During the escape, Tom had scrawled notes and a rudimentary map on baking paper and had hidden it away in his helmet. He recorded dates and locations, including where his dead companions were buried. That, and a letter Tom wrote to the editor of The
Sydney Morning Herald newspaper in 1944, constitute the entire first-hand history of the Bulldog Track.
Tom passed his information on to the authorities when he finally reached Port Moresby and a vital supply road was built along the path he had surveyed. The road took eight months to complete and was hailed at the time as one of the greatest feats of military engineering.
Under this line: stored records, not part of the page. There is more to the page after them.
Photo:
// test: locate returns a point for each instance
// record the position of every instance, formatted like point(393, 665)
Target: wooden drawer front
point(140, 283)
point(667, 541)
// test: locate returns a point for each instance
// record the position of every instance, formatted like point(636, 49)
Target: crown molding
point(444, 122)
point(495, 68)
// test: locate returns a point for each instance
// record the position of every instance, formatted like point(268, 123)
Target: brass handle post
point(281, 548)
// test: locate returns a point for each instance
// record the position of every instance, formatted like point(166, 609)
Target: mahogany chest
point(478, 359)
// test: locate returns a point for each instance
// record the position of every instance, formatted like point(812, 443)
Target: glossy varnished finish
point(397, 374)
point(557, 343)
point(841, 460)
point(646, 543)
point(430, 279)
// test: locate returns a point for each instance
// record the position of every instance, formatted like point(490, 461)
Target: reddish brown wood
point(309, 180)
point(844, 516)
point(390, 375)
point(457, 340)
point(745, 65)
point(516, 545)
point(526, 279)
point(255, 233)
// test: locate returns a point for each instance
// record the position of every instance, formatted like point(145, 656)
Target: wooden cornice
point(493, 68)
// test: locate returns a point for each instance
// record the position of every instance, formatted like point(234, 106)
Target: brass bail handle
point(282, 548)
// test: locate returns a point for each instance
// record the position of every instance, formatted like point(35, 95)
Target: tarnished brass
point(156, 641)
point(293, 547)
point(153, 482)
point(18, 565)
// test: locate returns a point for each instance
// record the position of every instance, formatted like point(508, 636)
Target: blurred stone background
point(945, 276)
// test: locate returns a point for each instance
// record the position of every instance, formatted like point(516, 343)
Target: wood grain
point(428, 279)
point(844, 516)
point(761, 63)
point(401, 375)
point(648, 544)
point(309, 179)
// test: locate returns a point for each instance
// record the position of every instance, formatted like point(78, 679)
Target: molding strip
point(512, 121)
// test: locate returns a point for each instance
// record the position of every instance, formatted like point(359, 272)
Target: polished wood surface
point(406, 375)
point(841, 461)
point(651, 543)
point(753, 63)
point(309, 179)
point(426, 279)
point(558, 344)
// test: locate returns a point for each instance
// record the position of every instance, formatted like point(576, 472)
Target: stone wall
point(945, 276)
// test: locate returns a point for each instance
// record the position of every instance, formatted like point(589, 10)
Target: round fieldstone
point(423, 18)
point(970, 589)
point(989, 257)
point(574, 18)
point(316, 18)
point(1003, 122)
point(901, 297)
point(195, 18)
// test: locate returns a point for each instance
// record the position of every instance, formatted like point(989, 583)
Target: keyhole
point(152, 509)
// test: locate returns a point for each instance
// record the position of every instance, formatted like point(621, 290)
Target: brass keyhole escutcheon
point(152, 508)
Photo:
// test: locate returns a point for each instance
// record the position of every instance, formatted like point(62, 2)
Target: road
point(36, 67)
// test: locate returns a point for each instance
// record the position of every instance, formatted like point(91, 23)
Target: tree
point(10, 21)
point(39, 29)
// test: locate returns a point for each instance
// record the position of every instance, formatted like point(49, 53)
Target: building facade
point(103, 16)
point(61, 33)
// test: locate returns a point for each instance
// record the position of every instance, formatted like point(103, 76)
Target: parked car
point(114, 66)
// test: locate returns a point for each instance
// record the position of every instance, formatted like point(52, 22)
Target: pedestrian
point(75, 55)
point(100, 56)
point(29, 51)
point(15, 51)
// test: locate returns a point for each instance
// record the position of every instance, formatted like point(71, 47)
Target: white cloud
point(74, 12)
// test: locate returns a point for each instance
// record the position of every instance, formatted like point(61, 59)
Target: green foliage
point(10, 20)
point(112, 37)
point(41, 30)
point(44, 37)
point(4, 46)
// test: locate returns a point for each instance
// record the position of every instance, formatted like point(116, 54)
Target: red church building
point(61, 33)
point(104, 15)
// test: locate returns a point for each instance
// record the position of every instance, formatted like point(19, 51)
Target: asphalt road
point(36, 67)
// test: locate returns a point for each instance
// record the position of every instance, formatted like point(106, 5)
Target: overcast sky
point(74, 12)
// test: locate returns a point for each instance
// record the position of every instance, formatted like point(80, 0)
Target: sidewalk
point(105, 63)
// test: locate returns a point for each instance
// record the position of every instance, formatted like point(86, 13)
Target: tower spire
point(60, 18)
The chief engineer, W. J. Reinhold, later wrote: “Every foot of progress made on this road exacted the ultimate in courage, endurance, skill and toil. Its construction took a toll from surveyor, engineer, labourer and native carrier alike.”
During one five-month period of construction, more than two-thirds of the crew contracted malaria and it wasn’t until September 1943 that the first vehicles were able to make a clumsy passage along the perilous route.
Tom was also lavish in his praise for the native ‘bois’ who had guided them along the way, doubtlessly a vital part of their success and survival.
“This book is not a work of fiction,” writes Peter Phelps. “It is a tribute to the resilience and strength that saw my grandfather survive, and his family hold together while he was gone. It is a tribute to all those who survived the Bulldog Track.”